Fit embeddings into an embedded space and return that transformed output

Parameters:
  • embeddings (np.array) – Word or sentence embeddings which we wish to reduce the dimensions of

  • random_state (int, optional) – Seed number, by default 42

Returns:

Dimension reduced embeddings in transformed space.

Return type:

np.array

ppa_pca(embeddings: array, n_components: int = 5, pca_dim: int = 50, dim: int = 3, extra_ppa: bool = False) array#

Post Processing Algorithm with PCA (with option to apply PPA again)

Parameters:
  • embeddings (np.array) – Word or sentence embeddings which we wish to reduce the dimensions of

  • n_components (int, optional) – Number of n_components to keep, by default 5

  • pca_dim (int, optional) – Number of components for PCA algorithm (must be greater than n_components), by default 50

  • dim (int, optional) – Threshold parameter D in Post Processing Algorithm (must be smaller than n_components), by default 3

  • extra_ppa (bool, optional) – Whether or not to apply PPA again, by default False

Returns:

Dimension reduced embeddings in transformed space.

Return type:

np.array

Raises:

ValueError – if n_components is less than dim, or if n_components is greater than pca_dim

class nlpsig.plot_embedding.PlotEmbedding(x_data: array, y_data: array)#

Bases: object

Class to visualise word or sentence embeddings.

Parameters:
  • x_data (np.array) – features

  • y_data (np.array) – y labels

embedding_dim_reduce(method: str = 'pca', dim: int = 3, overwrite: bool = False, random_state: int = 42) None#

Performs dimension reduction to the data and adds reduced embeddings to .embed.

Parameters:
  • method (str, optional) –

    Which dimensionality reduction technique to use, by default “pca”. Options:
    • ”pca” (PCA): implemented using scikit-learn

    • ”umap” (UMAP): implemented using umap-learn package

    • ”tsne” (TSNE): implemented using scikit-learn

  • dim (int, optional) – Number of components to keep, by default 3.
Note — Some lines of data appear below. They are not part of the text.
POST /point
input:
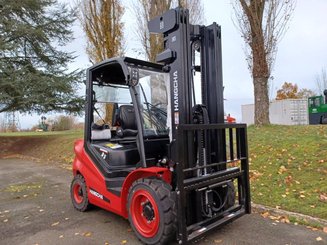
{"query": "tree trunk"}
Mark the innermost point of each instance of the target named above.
(261, 104)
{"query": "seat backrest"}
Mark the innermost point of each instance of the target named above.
(126, 117)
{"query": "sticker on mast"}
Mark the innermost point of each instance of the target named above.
(176, 106)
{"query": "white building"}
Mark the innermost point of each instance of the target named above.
(284, 112)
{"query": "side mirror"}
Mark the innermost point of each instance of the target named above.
(134, 77)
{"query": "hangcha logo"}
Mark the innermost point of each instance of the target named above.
(94, 193)
(175, 84)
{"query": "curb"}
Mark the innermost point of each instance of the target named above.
(258, 208)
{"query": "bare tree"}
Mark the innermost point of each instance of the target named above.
(103, 27)
(262, 23)
(102, 23)
(321, 81)
(146, 10)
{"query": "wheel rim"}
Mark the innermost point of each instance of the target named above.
(78, 193)
(145, 213)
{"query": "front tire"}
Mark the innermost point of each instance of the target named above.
(151, 211)
(78, 194)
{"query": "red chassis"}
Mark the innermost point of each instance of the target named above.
(84, 166)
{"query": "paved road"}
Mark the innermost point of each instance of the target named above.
(35, 208)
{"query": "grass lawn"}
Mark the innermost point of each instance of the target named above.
(288, 164)
(289, 168)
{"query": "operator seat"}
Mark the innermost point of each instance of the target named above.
(127, 121)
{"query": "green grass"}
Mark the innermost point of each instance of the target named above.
(32, 133)
(288, 167)
(288, 164)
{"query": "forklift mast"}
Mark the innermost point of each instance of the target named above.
(202, 146)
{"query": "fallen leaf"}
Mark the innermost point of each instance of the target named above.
(319, 239)
(265, 214)
(88, 234)
(323, 197)
(282, 169)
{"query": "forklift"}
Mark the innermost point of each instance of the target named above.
(156, 150)
(318, 109)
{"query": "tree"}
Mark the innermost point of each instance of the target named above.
(291, 91)
(288, 91)
(321, 81)
(103, 27)
(102, 24)
(262, 23)
(33, 68)
(146, 10)
(306, 93)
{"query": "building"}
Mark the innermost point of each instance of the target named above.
(283, 112)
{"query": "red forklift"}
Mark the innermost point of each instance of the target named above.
(156, 150)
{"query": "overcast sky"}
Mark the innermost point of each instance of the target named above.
(302, 53)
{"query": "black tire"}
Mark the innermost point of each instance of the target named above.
(78, 193)
(230, 195)
(158, 210)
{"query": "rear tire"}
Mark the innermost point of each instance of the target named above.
(78, 194)
(230, 195)
(151, 211)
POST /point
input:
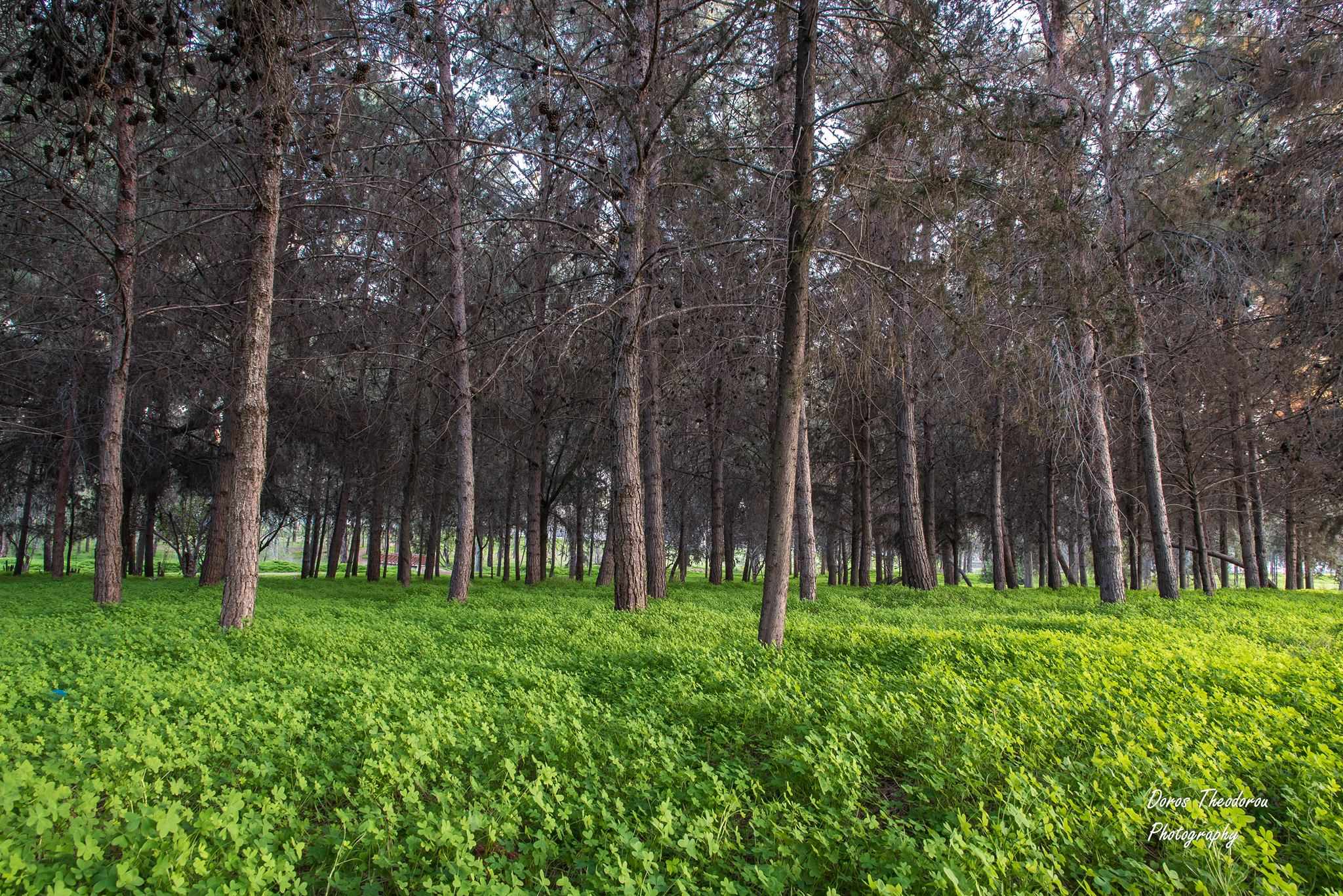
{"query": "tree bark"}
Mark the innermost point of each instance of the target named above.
(108, 562)
(243, 524)
(64, 477)
(716, 485)
(916, 566)
(652, 469)
(806, 519)
(339, 527)
(1157, 513)
(1108, 556)
(995, 500)
(793, 352)
(405, 551)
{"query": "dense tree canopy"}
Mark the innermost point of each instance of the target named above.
(1056, 285)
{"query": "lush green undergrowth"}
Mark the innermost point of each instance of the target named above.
(360, 738)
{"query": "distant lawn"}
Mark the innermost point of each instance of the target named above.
(360, 738)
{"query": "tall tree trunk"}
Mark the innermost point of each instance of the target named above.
(458, 360)
(1157, 513)
(916, 566)
(20, 555)
(405, 551)
(148, 546)
(995, 500)
(806, 519)
(108, 562)
(243, 532)
(339, 526)
(1257, 512)
(1205, 568)
(865, 495)
(374, 562)
(355, 543)
(1249, 558)
(716, 485)
(1052, 520)
(854, 518)
(64, 477)
(578, 530)
(1110, 575)
(1290, 578)
(216, 546)
(730, 545)
(652, 463)
(793, 352)
(930, 486)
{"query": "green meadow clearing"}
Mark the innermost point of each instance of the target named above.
(367, 739)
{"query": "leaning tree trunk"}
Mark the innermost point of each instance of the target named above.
(915, 560)
(793, 351)
(108, 563)
(806, 519)
(1110, 550)
(243, 526)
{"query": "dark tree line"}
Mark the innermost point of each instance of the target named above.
(817, 290)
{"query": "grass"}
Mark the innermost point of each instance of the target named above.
(361, 738)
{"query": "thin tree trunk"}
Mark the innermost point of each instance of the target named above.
(865, 495)
(355, 541)
(1110, 575)
(148, 547)
(339, 527)
(652, 464)
(108, 562)
(793, 354)
(375, 536)
(1257, 515)
(1157, 513)
(716, 484)
(1249, 556)
(806, 518)
(458, 360)
(252, 409)
(995, 500)
(916, 567)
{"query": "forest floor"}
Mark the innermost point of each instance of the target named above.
(363, 738)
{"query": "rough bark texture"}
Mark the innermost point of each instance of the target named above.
(716, 485)
(916, 566)
(806, 519)
(62, 494)
(339, 528)
(1157, 513)
(243, 532)
(108, 562)
(793, 351)
(652, 463)
(1110, 550)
  • overwrite (bool, optional) – Whether or not to overwrite current implemented embedding, by default False.

  • random_state (int, optional) – Seed number, by default 42.

plt_2d(embed_args: dict | None = None, line_args: dict | None = None) None#

Plots the embedding in 2d space after first performing dimension reduction.

Parameters:
  • embed_args (dict | None, optional) – Any keywords to be passed into the functions which perform the dimensionality reduction, by default {“method”: “pca”, “dim”: 2}.

  • line_args (dict | None, optional) – Any keywords to be passed into the functions which plots the embeddings (arguments for matplotlib.pyplot.scatter()), by default {“marker”: “o”, “alpha”: 0.3}.